Mr Lafferty, a hospital theatre porter with 20 years of unblemished service, was charged with assault with intent to rape. The alleged offence had nothing to do with his work.
The employer, Nuffield Health, a charity, gave as its reason for dismissing him that, should Mr Lafferty be convicted, there was a genuine risk of potential damage to its reputation, given his access to vulnerable patients. The tribunal determined these to be sincerely held concerns. Nuffield had considered suspending Mr Lafferty on full pay but decided that that was not an appropriate use of charitable funds, particularly as it would continue for an undefined period as no trial date was known.
The decision, consequently, to dismiss was considered fair – for ‘some other substantial reason’ – by the tribunal.

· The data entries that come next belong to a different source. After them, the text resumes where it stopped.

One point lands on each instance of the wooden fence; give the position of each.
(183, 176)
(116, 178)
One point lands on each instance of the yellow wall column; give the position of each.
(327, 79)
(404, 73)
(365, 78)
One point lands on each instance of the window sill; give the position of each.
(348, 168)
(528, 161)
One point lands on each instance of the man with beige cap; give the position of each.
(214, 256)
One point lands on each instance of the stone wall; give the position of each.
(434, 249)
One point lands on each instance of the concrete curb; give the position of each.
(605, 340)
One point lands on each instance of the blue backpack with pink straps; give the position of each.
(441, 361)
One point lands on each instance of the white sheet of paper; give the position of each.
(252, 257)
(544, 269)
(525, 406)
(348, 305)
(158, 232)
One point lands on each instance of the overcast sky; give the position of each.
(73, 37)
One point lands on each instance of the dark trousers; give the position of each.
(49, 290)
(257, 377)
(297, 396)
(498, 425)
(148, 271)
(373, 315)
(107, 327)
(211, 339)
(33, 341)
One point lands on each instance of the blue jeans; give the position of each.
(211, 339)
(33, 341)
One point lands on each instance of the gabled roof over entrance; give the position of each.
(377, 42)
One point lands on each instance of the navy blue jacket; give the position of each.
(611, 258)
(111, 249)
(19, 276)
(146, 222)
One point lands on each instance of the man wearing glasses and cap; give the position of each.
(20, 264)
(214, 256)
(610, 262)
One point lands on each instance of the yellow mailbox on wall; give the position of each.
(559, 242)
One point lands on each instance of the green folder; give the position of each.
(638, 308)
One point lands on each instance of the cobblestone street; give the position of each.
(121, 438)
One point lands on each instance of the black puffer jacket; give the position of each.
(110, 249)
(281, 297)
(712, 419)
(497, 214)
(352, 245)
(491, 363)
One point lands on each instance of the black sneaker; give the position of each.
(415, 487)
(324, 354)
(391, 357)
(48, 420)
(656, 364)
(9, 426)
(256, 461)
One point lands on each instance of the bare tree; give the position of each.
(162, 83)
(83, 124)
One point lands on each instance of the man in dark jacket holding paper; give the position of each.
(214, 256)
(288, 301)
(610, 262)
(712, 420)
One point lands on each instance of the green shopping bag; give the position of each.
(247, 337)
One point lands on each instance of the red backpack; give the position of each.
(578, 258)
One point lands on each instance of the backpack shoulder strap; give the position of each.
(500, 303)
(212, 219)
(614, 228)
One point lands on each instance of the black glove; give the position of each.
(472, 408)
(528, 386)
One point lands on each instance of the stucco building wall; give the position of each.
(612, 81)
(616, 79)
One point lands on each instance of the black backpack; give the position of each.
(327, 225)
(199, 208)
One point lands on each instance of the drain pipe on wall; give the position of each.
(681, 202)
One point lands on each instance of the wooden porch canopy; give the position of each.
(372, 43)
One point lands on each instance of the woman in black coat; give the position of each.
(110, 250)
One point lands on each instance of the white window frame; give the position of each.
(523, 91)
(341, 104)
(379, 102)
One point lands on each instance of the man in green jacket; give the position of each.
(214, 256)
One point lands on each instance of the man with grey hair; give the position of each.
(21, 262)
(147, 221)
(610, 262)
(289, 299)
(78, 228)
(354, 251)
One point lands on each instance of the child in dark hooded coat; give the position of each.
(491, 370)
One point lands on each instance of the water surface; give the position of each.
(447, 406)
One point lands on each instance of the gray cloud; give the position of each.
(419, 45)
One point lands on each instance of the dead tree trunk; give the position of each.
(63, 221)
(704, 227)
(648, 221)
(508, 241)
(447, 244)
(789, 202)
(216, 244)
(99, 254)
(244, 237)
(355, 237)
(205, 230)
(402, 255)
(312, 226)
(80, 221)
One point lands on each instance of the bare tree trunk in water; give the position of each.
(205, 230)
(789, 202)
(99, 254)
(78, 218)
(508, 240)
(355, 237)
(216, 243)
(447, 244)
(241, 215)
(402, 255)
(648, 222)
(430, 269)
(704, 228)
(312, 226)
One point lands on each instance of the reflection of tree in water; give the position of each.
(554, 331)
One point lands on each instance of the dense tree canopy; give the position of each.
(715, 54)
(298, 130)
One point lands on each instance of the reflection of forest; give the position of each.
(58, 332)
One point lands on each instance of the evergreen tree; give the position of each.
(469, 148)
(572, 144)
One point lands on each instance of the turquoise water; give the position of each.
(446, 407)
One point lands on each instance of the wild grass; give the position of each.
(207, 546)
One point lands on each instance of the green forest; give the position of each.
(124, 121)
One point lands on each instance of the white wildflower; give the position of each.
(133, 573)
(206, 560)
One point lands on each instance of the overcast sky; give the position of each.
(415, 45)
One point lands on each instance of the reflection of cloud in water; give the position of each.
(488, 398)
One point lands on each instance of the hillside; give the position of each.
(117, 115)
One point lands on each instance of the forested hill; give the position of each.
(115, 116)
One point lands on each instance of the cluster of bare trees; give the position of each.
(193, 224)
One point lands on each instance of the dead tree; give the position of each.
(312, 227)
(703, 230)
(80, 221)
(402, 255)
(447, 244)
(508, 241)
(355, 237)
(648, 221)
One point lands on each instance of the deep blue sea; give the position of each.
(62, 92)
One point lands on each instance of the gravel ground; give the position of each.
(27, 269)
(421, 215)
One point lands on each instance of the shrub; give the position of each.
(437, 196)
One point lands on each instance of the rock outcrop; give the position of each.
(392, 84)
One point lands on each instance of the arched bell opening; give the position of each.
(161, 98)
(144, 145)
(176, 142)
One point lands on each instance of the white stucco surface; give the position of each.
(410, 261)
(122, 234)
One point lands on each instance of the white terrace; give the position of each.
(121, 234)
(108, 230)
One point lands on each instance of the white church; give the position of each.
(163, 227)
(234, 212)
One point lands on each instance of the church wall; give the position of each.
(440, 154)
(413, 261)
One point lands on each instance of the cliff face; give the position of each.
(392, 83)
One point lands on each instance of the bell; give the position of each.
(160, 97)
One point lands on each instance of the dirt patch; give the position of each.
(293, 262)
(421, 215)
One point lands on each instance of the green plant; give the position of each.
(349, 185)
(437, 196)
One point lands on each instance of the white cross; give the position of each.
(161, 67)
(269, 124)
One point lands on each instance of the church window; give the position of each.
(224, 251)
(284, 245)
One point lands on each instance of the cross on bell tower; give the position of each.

The Employment Appeal Tribunal (EAT) upheld that finding. (Lafferty v Nuffield Health UKEAT/0006/19 (15 August 2019).)
Last June I reported the Court of Appeal’s decision in Chief Constable of Leicestershire v Hextall, which decided that that the failure of an employer to pay a new father taking shared parental leave at the same enhanced rate as it would have paid to an employee on maternity leave did not amount to sex discrimination.
I suggested that the case would be appealed to the Supreme Court. Well, leave to appeal has been refused. So, the decision of the Court of Appeal appears to be the final word on the matter and differential rates are apparently lawful. The take up rate of shared parental leave is very low. The outcome of this litigation will not raise it.
In view of the rapid advance of this disease, ACAS has issued some guidance, which in particular deals with how to treat employees who are advised by the NHS to self-isolate, or who the employer believes should remain away from work due to the risk of spreading the disease, perhaps because they have recently returned from an area where the disease is prevalent."